Team-mate Lucas Lima said: “It’s embarrassing. We say that we don’t have racism in this country but I think that it’s one of the countries that does. It’s because of a lack of education.”
The ban on Mogi Morim’s ground may prove academic since the club’s next home game is not until March 18.
But this was hardly an isolated incident.
Also last week a referee down in Rio Grande do Sul had bananas thrown on his car after a game. Fans told referee Marcio Chagas da Silva “your place is in the jungle” and “to get back to the circus” during the Esportivo-Veranopolis match in the local state championship.
Hence President Rousseff decided she had no alternative but to weigh in.
She said: “It is unacceptable that Brazil, the largest black nation outside of Africa, should find itself confronting such scenes of racism.”
Rousseff said she was inviting religious leaders from around the world to contribute anti-racism messages during the World Cup finals.
At least there was good news for her from Manaus, deep in the heart of the Amazon, where England and Italy will open World Cup action locally in June. The stadium which was once FIFA’s major headache has been opened for business.

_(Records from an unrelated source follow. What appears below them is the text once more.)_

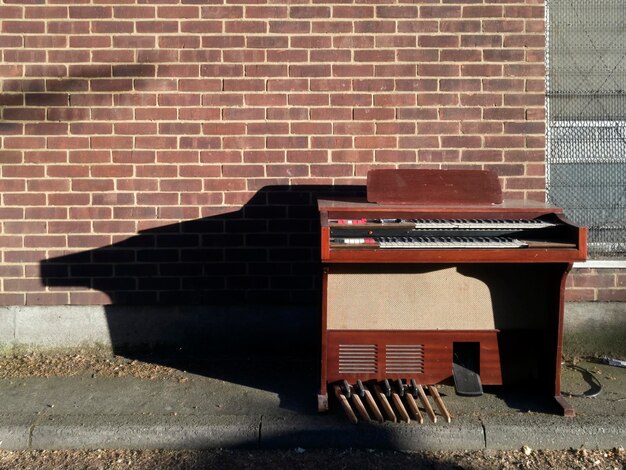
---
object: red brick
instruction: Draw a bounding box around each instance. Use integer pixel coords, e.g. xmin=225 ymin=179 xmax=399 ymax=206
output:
xmin=597 ymin=289 xmax=626 ymax=302
xmin=332 ymin=5 xmax=374 ymax=19
xmin=289 ymin=6 xmax=330 ymax=19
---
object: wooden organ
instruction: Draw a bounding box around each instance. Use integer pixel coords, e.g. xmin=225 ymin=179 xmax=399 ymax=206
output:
xmin=318 ymin=170 xmax=587 ymax=421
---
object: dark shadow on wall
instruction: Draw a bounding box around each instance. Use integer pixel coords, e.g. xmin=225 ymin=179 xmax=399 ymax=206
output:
xmin=41 ymin=185 xmax=364 ymax=410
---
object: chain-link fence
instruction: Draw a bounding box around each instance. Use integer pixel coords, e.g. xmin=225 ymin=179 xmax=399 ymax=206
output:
xmin=546 ymin=0 xmax=626 ymax=258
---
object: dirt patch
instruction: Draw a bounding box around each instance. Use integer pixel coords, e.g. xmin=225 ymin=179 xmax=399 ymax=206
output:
xmin=0 ymin=351 xmax=184 ymax=380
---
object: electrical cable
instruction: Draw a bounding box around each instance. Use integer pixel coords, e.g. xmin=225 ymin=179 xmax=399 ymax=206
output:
xmin=562 ymin=363 xmax=602 ymax=398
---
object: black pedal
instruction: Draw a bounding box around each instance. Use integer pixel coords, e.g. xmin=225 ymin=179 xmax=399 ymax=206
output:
xmin=452 ymin=362 xmax=483 ymax=397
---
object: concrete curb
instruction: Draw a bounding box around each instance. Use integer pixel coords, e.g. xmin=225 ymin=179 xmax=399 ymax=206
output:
xmin=0 ymin=414 xmax=626 ymax=451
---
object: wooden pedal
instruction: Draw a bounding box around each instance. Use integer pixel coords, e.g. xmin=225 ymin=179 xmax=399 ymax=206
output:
xmin=333 ymin=385 xmax=359 ymax=424
xmin=374 ymin=384 xmax=398 ymax=423
xmin=417 ymin=384 xmax=437 ymax=423
xmin=428 ymin=385 xmax=452 ymax=423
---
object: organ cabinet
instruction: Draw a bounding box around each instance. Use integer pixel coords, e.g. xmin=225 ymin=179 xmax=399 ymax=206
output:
xmin=318 ymin=170 xmax=587 ymax=416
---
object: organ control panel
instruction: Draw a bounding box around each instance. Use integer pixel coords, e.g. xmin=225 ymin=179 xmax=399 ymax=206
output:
xmin=318 ymin=170 xmax=587 ymax=419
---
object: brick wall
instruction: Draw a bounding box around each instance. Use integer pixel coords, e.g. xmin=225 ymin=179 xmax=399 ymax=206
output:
xmin=0 ymin=0 xmax=552 ymax=305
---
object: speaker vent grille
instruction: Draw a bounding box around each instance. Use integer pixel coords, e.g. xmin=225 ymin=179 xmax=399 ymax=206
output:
xmin=339 ymin=344 xmax=378 ymax=374
xmin=385 ymin=344 xmax=424 ymax=374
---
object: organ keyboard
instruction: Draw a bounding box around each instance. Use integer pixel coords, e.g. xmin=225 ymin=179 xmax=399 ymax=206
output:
xmin=318 ymin=170 xmax=586 ymax=422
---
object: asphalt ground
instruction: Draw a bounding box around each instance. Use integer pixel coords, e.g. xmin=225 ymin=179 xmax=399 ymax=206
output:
xmin=0 ymin=357 xmax=626 ymax=451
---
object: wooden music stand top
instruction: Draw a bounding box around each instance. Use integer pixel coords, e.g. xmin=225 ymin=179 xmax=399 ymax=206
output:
xmin=367 ymin=169 xmax=502 ymax=205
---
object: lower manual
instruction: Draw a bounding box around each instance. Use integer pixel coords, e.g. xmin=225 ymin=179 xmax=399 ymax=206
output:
xmin=332 ymin=379 xmax=452 ymax=424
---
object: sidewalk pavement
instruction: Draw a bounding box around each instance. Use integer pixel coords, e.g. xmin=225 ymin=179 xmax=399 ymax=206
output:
xmin=0 ymin=359 xmax=626 ymax=450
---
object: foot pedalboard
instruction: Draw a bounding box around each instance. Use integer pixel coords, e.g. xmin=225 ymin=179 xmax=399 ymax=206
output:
xmin=333 ymin=379 xmax=452 ymax=424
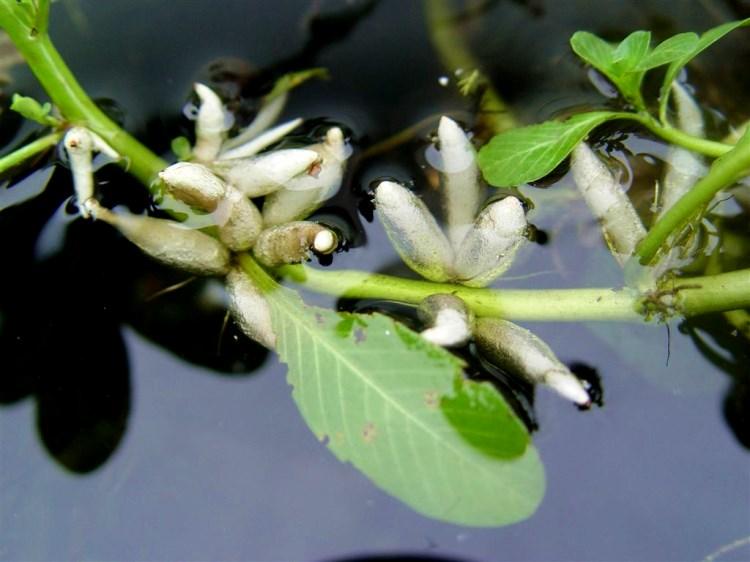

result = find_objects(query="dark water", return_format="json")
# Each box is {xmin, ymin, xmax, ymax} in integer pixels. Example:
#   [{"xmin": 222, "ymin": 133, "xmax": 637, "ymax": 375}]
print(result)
[{"xmin": 0, "ymin": 0, "xmax": 750, "ymax": 561}]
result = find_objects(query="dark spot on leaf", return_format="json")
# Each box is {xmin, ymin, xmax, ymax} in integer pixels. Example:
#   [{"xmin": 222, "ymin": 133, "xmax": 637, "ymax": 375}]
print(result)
[
  {"xmin": 424, "ymin": 390, "xmax": 440, "ymax": 410},
  {"xmin": 354, "ymin": 328, "xmax": 367, "ymax": 343},
  {"xmin": 362, "ymin": 422, "xmax": 378, "ymax": 443}
]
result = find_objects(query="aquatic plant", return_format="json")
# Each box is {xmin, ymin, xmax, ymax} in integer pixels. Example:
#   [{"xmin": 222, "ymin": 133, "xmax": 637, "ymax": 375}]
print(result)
[{"xmin": 0, "ymin": 0, "xmax": 750, "ymax": 526}]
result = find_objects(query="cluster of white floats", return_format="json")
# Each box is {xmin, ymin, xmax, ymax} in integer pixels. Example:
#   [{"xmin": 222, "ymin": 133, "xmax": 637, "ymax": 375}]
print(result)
[{"xmin": 64, "ymin": 80, "xmax": 702, "ymax": 407}]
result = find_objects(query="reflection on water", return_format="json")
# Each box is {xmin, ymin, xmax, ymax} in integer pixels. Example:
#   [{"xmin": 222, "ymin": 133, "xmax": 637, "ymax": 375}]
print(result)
[{"xmin": 0, "ymin": 0, "xmax": 750, "ymax": 560}]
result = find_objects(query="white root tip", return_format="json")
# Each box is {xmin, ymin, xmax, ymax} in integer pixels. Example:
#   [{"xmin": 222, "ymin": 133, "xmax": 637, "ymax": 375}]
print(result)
[
  {"xmin": 545, "ymin": 371, "xmax": 591, "ymax": 408},
  {"xmin": 313, "ymin": 229, "xmax": 338, "ymax": 254}
]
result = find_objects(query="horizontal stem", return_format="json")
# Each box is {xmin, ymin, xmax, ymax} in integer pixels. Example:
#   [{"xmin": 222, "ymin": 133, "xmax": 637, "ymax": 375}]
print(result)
[
  {"xmin": 278, "ymin": 265, "xmax": 750, "ymax": 322},
  {"xmin": 631, "ymin": 113, "xmax": 734, "ymax": 158}
]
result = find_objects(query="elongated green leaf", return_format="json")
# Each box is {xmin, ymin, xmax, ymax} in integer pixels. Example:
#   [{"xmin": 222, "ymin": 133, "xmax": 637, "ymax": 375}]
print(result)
[
  {"xmin": 478, "ymin": 111, "xmax": 628, "ymax": 187},
  {"xmin": 636, "ymin": 32, "xmax": 698, "ymax": 70},
  {"xmin": 659, "ymin": 18, "xmax": 750, "ymax": 120},
  {"xmin": 10, "ymin": 94, "xmax": 59, "ymax": 127},
  {"xmin": 570, "ymin": 31, "xmax": 615, "ymax": 74},
  {"xmin": 243, "ymin": 260, "xmax": 544, "ymax": 526}
]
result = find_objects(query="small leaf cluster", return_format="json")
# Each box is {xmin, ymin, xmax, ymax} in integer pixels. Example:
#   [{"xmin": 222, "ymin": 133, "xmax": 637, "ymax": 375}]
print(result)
[{"xmin": 479, "ymin": 19, "xmax": 750, "ymax": 187}]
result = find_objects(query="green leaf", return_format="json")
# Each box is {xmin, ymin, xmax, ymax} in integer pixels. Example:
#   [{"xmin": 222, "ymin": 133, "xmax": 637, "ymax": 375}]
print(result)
[
  {"xmin": 478, "ymin": 111, "xmax": 630, "ymax": 187},
  {"xmin": 612, "ymin": 31, "xmax": 651, "ymax": 65},
  {"xmin": 243, "ymin": 259, "xmax": 544, "ymax": 526},
  {"xmin": 659, "ymin": 18, "xmax": 750, "ymax": 122},
  {"xmin": 10, "ymin": 94, "xmax": 60, "ymax": 127},
  {"xmin": 570, "ymin": 31, "xmax": 615, "ymax": 74},
  {"xmin": 263, "ymin": 68, "xmax": 329, "ymax": 103},
  {"xmin": 636, "ymin": 32, "xmax": 698, "ymax": 71},
  {"xmin": 570, "ymin": 31, "xmax": 651, "ymax": 109}
]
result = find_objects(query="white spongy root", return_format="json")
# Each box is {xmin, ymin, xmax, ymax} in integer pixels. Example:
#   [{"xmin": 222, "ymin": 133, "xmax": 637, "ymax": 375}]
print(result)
[
  {"xmin": 420, "ymin": 308, "xmax": 471, "ymax": 347},
  {"xmin": 313, "ymin": 229, "xmax": 338, "ymax": 254},
  {"xmin": 474, "ymin": 318, "xmax": 591, "ymax": 407},
  {"xmin": 227, "ymin": 268, "xmax": 276, "ymax": 349},
  {"xmin": 213, "ymin": 148, "xmax": 320, "ymax": 197},
  {"xmin": 455, "ymin": 197, "xmax": 528, "ymax": 287},
  {"xmin": 63, "ymin": 127, "xmax": 94, "ymax": 218},
  {"xmin": 375, "ymin": 181, "xmax": 453, "ymax": 282},
  {"xmin": 438, "ymin": 116, "xmax": 483, "ymax": 249},
  {"xmin": 159, "ymin": 162, "xmax": 226, "ymax": 211},
  {"xmin": 193, "ymin": 82, "xmax": 230, "ymax": 162},
  {"xmin": 570, "ymin": 142, "xmax": 646, "ymax": 265},
  {"xmin": 219, "ymin": 118, "xmax": 302, "ymax": 160}
]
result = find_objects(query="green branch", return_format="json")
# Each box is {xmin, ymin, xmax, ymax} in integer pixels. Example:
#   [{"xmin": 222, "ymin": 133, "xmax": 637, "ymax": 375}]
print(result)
[
  {"xmin": 636, "ymin": 113, "xmax": 734, "ymax": 158},
  {"xmin": 637, "ymin": 127, "xmax": 750, "ymax": 264},
  {"xmin": 0, "ymin": 4, "xmax": 167, "ymax": 187},
  {"xmin": 272, "ymin": 256, "xmax": 750, "ymax": 321},
  {"xmin": 0, "ymin": 133, "xmax": 62, "ymax": 174}
]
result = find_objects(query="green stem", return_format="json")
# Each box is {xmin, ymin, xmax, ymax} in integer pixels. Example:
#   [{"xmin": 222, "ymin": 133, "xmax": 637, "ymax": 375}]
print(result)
[
  {"xmin": 274, "ymin": 262, "xmax": 750, "ymax": 321},
  {"xmin": 0, "ymin": 133, "xmax": 62, "ymax": 174},
  {"xmin": 628, "ymin": 113, "xmax": 734, "ymax": 158},
  {"xmin": 0, "ymin": 14, "xmax": 167, "ymax": 186},
  {"xmin": 636, "ymin": 129, "xmax": 750, "ymax": 264}
]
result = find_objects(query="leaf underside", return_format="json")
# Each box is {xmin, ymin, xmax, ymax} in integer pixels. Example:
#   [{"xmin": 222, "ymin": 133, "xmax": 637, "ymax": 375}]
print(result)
[
  {"xmin": 478, "ymin": 111, "xmax": 626, "ymax": 187},
  {"xmin": 247, "ymin": 260, "xmax": 545, "ymax": 526}
]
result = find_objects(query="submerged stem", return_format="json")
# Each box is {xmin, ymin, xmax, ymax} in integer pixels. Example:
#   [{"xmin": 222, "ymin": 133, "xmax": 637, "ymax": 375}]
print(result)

A match between top regional clubs Nacional and Remo provided the occasion for the Arena da Amazonia Vivaldo Lima to open its doors. The status of the match was a quarter-final of the local Copa Verde in front of a restricted 20,000 crowd.
Some 7,000 tickets had been handed to construction workers so the match could finally go ahead in a stadium whose ‘delivery’ had been postponed four times because of funding problems and work delays.
Sports Minister Aldo Rebelo headed the delegation of dignitaries in the stadium which has been labelled the ‘whitest of white elephants.’
Governor Omar Aziz did not agree, saying: “This stadium is a victory of the Amazonian people.”